# SCI Record (maybe?)



## nimrod-100 (Jan 11, 2006)

Corné,
That´s a fantastic ram you shot. 
Congratulations to this awesome springbok.
Great trophy. :darkbeer:


----------



## Gerhard (Aug 3, 2005)

Boet.

Thats an awesome Springbuck with the bow!!!!!

Congrats


----------



## Karoojager (Dec 20, 2005)

Geluk,

lekker bokke, goed done:darkbeer::darkbeer::darkbeer:

Frank


----------



## INGOZI (May 9, 2005)

Corne, that is an AWESOME Springbuck! Congratulations!!!

I have quickly checked my SCI Archery Record Book (Edition 2)

Your Score ( I simply doubled your length and bases) is 44"

The South African Springbuck:

No.1) Thomas A Shimak - Score 44" (16 1/2")
No.2) Lora Ballweber - Score 41 5/8" (14 1/2")
No.3) Edward J Roskopf - Score 41 3/8" (14 6/8")

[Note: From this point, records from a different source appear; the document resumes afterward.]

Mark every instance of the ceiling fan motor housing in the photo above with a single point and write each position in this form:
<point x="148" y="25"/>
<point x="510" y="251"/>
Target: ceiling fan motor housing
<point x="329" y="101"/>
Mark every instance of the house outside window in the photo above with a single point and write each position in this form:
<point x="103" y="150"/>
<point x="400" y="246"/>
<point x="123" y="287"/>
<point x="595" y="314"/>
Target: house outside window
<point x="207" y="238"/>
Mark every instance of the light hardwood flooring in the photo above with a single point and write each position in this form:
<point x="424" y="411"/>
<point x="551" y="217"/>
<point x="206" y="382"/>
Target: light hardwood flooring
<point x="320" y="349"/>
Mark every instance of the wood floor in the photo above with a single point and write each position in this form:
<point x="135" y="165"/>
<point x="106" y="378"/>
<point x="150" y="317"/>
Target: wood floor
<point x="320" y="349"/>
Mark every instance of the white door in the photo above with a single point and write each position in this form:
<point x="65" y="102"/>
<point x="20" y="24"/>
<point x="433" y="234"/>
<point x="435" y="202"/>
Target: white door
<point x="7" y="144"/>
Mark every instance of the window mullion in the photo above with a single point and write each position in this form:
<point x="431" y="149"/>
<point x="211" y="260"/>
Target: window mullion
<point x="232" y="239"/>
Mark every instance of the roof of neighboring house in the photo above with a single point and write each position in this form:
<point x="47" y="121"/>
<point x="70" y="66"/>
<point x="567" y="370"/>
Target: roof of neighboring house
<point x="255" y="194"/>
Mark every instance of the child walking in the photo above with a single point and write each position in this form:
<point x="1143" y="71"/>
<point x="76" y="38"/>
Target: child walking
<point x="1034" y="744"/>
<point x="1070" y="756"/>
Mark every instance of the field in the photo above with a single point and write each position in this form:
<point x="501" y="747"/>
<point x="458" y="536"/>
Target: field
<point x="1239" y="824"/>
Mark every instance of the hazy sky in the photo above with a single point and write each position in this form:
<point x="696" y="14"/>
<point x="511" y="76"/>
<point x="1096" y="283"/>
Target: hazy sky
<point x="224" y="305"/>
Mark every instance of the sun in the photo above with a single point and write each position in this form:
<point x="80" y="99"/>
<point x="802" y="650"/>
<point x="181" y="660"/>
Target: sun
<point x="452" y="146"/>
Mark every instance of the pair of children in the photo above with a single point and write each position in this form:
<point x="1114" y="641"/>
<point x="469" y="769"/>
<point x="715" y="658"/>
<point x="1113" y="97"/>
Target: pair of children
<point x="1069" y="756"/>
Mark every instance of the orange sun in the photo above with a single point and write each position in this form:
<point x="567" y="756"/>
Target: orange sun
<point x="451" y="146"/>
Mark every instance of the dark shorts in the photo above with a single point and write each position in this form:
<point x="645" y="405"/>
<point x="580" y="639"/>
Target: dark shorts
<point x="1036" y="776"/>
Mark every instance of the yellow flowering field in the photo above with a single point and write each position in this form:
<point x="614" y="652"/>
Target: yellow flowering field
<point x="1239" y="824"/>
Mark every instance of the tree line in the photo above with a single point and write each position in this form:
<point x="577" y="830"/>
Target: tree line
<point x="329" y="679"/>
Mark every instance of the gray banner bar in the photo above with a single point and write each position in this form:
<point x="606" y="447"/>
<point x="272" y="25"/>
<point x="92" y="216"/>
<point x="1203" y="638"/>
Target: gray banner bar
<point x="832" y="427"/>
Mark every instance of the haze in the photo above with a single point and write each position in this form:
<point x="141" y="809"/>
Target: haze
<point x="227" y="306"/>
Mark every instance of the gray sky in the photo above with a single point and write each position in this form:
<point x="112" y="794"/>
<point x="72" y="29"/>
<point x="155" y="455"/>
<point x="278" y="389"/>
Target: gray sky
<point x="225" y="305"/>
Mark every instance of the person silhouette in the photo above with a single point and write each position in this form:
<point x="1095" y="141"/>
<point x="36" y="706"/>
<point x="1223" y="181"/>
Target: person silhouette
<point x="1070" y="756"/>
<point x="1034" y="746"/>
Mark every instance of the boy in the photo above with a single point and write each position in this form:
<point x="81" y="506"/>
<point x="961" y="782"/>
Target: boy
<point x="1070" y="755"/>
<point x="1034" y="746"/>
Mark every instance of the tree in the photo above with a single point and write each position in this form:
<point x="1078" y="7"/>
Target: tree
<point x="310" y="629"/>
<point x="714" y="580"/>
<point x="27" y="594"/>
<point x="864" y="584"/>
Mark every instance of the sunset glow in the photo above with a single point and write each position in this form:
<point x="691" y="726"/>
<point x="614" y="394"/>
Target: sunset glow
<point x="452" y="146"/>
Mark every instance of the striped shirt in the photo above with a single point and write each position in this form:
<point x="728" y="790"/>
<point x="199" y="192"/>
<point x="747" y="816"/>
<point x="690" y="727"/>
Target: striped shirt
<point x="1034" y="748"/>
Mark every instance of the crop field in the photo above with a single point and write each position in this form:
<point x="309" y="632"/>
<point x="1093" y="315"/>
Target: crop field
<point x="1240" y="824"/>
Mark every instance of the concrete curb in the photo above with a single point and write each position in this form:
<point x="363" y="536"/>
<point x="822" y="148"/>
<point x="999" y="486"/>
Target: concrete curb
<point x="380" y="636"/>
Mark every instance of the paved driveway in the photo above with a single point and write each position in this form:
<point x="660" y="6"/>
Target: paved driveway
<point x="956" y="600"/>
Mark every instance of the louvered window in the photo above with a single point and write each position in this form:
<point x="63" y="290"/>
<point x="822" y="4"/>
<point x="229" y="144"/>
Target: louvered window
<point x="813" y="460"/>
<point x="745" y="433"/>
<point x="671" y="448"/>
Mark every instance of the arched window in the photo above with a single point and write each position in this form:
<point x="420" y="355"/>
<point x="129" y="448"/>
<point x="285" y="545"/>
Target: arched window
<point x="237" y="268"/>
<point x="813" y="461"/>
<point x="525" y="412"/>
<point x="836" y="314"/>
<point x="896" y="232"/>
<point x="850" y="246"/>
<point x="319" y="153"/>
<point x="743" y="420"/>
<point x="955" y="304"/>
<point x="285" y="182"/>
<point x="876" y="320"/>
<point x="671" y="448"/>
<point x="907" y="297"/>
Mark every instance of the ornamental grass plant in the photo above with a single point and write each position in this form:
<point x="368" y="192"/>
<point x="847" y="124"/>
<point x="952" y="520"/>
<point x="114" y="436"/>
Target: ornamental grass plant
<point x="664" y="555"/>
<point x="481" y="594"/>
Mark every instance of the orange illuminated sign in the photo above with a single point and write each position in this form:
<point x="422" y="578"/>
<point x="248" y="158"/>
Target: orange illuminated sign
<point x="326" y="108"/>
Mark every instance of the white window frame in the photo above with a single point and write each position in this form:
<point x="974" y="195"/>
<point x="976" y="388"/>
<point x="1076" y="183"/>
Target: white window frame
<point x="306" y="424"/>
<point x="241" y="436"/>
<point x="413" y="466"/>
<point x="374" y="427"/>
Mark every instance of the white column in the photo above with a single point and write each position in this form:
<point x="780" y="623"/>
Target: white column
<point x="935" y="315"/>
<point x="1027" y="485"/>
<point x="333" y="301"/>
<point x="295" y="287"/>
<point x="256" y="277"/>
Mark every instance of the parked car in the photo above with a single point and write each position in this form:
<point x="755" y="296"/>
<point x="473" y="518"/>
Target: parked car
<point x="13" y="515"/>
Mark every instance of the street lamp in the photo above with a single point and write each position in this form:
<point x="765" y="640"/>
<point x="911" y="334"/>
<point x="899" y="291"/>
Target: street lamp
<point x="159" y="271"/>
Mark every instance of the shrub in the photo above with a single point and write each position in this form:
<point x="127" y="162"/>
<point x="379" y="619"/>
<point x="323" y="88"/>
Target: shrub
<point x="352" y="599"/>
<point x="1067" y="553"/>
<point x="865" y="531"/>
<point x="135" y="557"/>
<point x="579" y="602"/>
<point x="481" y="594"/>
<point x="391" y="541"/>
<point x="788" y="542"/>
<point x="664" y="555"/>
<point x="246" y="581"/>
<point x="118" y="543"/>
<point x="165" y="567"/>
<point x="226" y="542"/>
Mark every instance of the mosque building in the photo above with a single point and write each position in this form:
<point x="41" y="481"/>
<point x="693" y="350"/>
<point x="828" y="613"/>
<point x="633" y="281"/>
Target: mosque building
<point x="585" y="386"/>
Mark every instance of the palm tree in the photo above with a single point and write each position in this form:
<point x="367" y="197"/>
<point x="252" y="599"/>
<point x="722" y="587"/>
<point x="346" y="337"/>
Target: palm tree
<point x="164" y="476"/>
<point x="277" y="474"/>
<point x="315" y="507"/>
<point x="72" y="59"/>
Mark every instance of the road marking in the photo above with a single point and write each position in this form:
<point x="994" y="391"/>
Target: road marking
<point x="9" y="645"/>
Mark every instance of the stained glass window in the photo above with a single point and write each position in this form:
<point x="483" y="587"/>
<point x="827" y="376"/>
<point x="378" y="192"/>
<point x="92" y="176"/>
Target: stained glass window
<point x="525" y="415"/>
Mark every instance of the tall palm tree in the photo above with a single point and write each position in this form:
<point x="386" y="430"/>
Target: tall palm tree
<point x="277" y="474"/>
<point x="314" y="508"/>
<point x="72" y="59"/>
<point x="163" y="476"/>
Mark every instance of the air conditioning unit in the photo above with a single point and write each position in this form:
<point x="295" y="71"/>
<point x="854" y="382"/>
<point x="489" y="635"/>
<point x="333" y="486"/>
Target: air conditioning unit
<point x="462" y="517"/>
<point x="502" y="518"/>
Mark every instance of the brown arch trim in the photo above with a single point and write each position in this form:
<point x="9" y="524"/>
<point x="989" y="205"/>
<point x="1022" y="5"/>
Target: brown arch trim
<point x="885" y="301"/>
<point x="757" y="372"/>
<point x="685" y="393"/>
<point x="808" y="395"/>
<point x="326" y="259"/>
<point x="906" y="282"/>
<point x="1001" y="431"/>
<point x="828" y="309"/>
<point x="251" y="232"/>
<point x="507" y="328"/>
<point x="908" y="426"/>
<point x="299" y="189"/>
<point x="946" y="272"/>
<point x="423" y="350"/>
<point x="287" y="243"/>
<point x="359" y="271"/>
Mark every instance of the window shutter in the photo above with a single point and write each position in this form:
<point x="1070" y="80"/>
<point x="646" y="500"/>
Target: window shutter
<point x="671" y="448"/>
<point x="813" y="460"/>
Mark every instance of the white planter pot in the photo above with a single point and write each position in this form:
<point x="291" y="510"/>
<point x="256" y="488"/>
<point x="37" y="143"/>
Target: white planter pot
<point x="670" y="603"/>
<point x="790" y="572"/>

I must say that you must be as close to the number one as dammit is to swearing!! Seeing as it is a Top Ten trophy you will have to let it dry for 60days before having it measured by a registered official Master Measurer, then only can you enter it into the book. But regardless of all that you still have an awesome Springbuck trophy!! Congrats!!


----------



## Landrover (Nov 20, 2007)

very nice or as I like to say on TexasBowhunter.com........"Boo-Yah"!!!! Well done sir!!!!


----------



## Karoojager (Dec 20, 2005)

Hello Cmitch,

Seems you Springbuck is on place 2 in SCI ranking list:thumbs_up

Here the currently 3rd classified records

Place : 1) 44 2/8
Place : 2 ) 44
Place : 3 ) 43 5/8


----------



## Matatazela (Mar 1, 2005)

Brilliant! Well done. I hope that the drying out period is kind to you. Let us know how the measuring goes.


----------



## ASG (Jun 25, 2007)

Very well done!
That's a huge Springbuck.:thumbs_up


----------



## Bushkey (Mar 17, 2006)

Wat kan ek nog se. Great bok.


----------